The epitome of the Sexual Revolution is Cultural Marxism.

Almost a century ago, Georg Lukacs, a Hungarian intellectual and one of the fathers of Cultural Marxism, wrote that traditional culture must be destroyed for the workers’ paradise to emerge. Lukacs observed: “I saw the revolutionary destruction of society as the one and only solution to the cultural contradictions of the epoch…Such aworldwide overturning of values cannot take place without the annihilation of the old values and the creation of new ones by the revolutionaries.” By the “old values,” he meant faith and the family – founded on marriage.
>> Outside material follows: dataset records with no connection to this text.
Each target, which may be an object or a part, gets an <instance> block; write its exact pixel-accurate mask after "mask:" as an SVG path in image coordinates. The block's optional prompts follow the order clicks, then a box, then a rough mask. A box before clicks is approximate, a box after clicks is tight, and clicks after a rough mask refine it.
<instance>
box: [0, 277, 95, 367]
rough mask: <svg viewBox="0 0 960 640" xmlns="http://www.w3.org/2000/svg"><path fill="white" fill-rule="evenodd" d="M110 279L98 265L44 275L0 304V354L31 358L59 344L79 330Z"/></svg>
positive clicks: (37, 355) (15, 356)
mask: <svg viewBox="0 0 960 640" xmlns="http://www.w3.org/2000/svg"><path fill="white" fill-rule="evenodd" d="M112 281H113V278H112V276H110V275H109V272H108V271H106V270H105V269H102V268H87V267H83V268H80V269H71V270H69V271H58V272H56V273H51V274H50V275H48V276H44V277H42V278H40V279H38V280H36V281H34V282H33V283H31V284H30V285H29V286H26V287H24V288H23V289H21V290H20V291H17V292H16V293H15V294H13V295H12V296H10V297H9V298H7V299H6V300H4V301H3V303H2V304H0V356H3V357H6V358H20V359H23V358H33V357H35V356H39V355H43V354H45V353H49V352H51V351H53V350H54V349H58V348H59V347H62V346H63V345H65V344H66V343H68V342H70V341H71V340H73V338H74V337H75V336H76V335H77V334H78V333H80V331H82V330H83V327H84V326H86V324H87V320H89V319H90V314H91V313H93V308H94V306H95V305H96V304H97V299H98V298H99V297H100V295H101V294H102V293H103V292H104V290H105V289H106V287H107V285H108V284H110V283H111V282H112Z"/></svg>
Antonio Gramsci, an Italian contemporary of Lukacs, said much the same thing. According to classic Marxist theory, the Russian Revolution should have been the catalyst for revolution worldwide.

Instead, until the Second World War, Bolshevism stopped at Russia’s borders. Writing in the 1920s, Gramsci concluded that family and church gave workers what Marxists call a “false class consciousness,” which meant that even though they were part of the proletariat, they behaved like bourgeoise. So, the only way for communism to succeed was to eliminate religion and the family.

Thus the decline of marriage is a milestone on the road to revolution -- to radically remaking society.

Without marriage, we will enter a brave new world where individuals live largely by and for themselves and social arrangements are transitory and utilitarian. Procreation will be increasingly rare.

To counter this, we need to return to our roots – especially the Bible, a handbook for family living.

Once upon a time, even the United Nations understood the primacy of marriage and family.

Article 16 of the 1948 United Nations’ Universal Declaration of Human Rights acknowledged that the family, based on marriage between man and a woman, is “the natural and fundamental group unit of society” and, as such, is “entitled to protection by society and the state.”

To say the family based on marriage is “the … fundamental group unit of society,” means it’s the foundation. Demolish the foundation, and the entire structure collapses. Marriage is the glue that holds society together.

That’s why marriage matters, and the fight for marriage is the fight for our future -- the fight for civilization itself.